Diesel Equipment Technology: A Revitalized Program Rollout at Albany Technical College

Staff Report From Albany CEO

Monday, January 14th, 2019

The community is preparing for a shortage of trained diesel technicians in the Southwest Georgia area through concise efforts to thwart the issue. Albany Technical College will hold a special recognition of the revitalized Diesel Equipment Technology Program on Wednesday, January 16, 2018, 10 a.m., Freedom Hall, Room 113. Dr. Anthony Parker and employers from the community such as Dougherty County School System Transportation Department, Grady EMT, City of Albany, Penske and Procter & Gamble will be on hand to discuss the need for these workers and how it can affect our economy.
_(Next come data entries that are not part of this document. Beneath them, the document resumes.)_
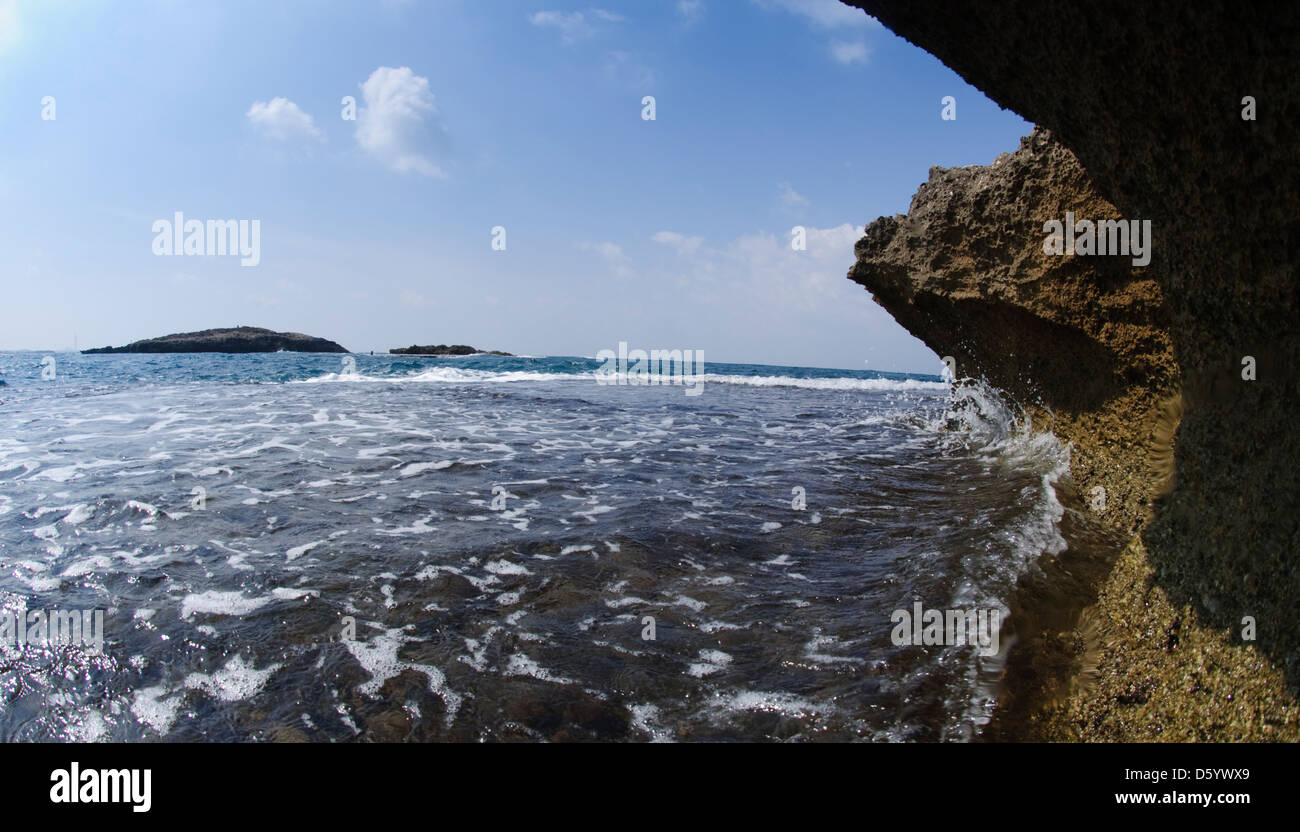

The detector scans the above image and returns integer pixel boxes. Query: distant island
[82,327,349,354]
[389,344,513,356]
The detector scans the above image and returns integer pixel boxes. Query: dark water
[0,352,1069,741]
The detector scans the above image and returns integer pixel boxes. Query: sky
[0,0,1030,372]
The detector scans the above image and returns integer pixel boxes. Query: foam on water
[0,351,1074,742]
[300,366,948,394]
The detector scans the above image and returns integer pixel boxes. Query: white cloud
[779,182,810,209]
[675,0,704,25]
[637,222,887,349]
[724,223,866,310]
[652,223,866,306]
[530,10,591,42]
[829,39,870,65]
[530,9,625,44]
[650,224,868,309]
[246,97,323,142]
[356,67,444,177]
[754,0,879,64]
[753,0,880,28]
[652,231,704,255]
[579,241,634,278]
[578,221,934,370]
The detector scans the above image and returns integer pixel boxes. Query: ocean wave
[298,366,948,392]
[699,373,946,392]
[297,368,584,385]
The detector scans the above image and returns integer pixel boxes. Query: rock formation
[389,345,512,356]
[82,326,348,354]
[845,0,1299,739]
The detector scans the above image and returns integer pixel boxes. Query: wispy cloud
[652,231,704,255]
[675,0,705,26]
[752,0,880,28]
[779,182,810,209]
[726,223,866,308]
[579,241,635,278]
[753,0,879,64]
[829,39,870,65]
[355,66,444,177]
[529,8,625,44]
[646,223,872,317]
[246,97,323,142]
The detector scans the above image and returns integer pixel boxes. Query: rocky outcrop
[389,345,512,356]
[852,126,1178,538]
[853,127,1175,418]
[83,327,348,354]
[845,0,1300,739]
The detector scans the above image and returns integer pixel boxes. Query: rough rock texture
[389,345,513,356]
[83,327,348,354]
[846,0,1300,739]
[854,128,1183,531]
[855,128,1175,423]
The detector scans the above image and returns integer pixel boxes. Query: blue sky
[0,0,1030,371]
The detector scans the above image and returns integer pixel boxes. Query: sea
[0,351,1076,742]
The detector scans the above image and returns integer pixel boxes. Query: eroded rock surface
[845,0,1299,739]
[851,127,1175,418]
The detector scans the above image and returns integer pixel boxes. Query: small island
[82,326,349,354]
[389,344,512,356]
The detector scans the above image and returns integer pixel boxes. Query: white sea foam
[184,654,281,703]
[298,366,944,393]
[132,685,183,736]
[687,649,733,678]
[399,460,453,477]
[504,652,574,685]
[343,627,462,722]
[180,590,272,619]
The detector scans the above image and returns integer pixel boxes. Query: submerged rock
[82,326,348,354]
It’s no secret that qualified CDL truckers are in demand around the country. With the growing shipping fleets, additional technicians become necessary to keep up with demand. According to the Bureau of Labor Statistics, trucking will require an estimated 67,000 new technicians as well as 75,000 new diesel engine specialists by 2022 in the United States. Albany Technical College understands the need and locally we have prepared our Diesel Equipment Technology program by a revitalized mission to aggressively train at least 100 technicians annually and graduate a minimum of 75 qualified Diesel Service Technicians per year.

This “Revitalized” Program at Albany Tech includes initiatives that will encourage easy access for new student by providing low cost of tuition and books (Hope Grant Eligible and part of the Governors Initiative), a high placement rate, new industry driven instructional equipment, timely completion of the program (12-18 months), high career demand and flexible scheduling (day and evening classes).

Diesel service technicians (also known as diesel technicians) and mechanics inspect, repair, and overhaul buses and trucks, or maintain and repair any type of diesel engine. Fresh graduates committing to this field will not find themselves trained for a vanishing or slow developing industry. “This demands highly skilled, trained graduates that will need to keep up with industry changes. Albany Technical College steps up to the growing demand for regional workforce development realizing that the job market for Diesel Service Technicians is projected to grow 9 percent from 2016 to 2026,” says Dr. Anthony Parker, Albany Tech President.

In the past, most diesel service technicians and mechanics learned on the job after a high school education, but employers are increasingly preferring applicants who have completed postsecondary training programs in diesel engine repair. In addition, industry certification may be important. Following a structured program is imperative and required now days by most employers in the Albany Technical College service delivery area.

Albany Technical College is committed to the process of training and placing employees in decent jobs with decent salaries. Working relationships with employers is a very important part of the process. Albany Technical College is very proud to hold an average job placement of over 98% throughout all industry programs on campus. Diesel Service Technicians can be expected to work in government, motor parts and vehicle wholesale, manufacturing, repair and maintenance and truck transportation. Pay for Diesel Service Technicians in years to come will be higher than other median salaries in maintenance and repair occupations - $46,360 per year, 2017.

The program at Albany Technical College emphasizes a combination of truck, heavy equipment, marine
systems, or emergency power generator repair theory and practical application necessary for successful
employment depending on the specialization area a student chooses to complete. Program graduates receive a Diesel Equipment Technology diploma that qualifies them as entry-level Diesel Equipment technicians. One unique piece of training equipment that Albany Tech’s Diesel Equipment Technology Program offers is a fully functional 6.7-liter turbo diesel engine that is mounted on a mobile rack. It is used to easily train students on a running engine and the new diesel exhaust fluid (DEF) system. Other training equipment includes: two Caterpillar engines, one Cummins engine, one complete steering axle/differential group from a telescopic handler, which is a rough terrain forklift, and one complete hydraulic, which comes complete with a hydraulic motor.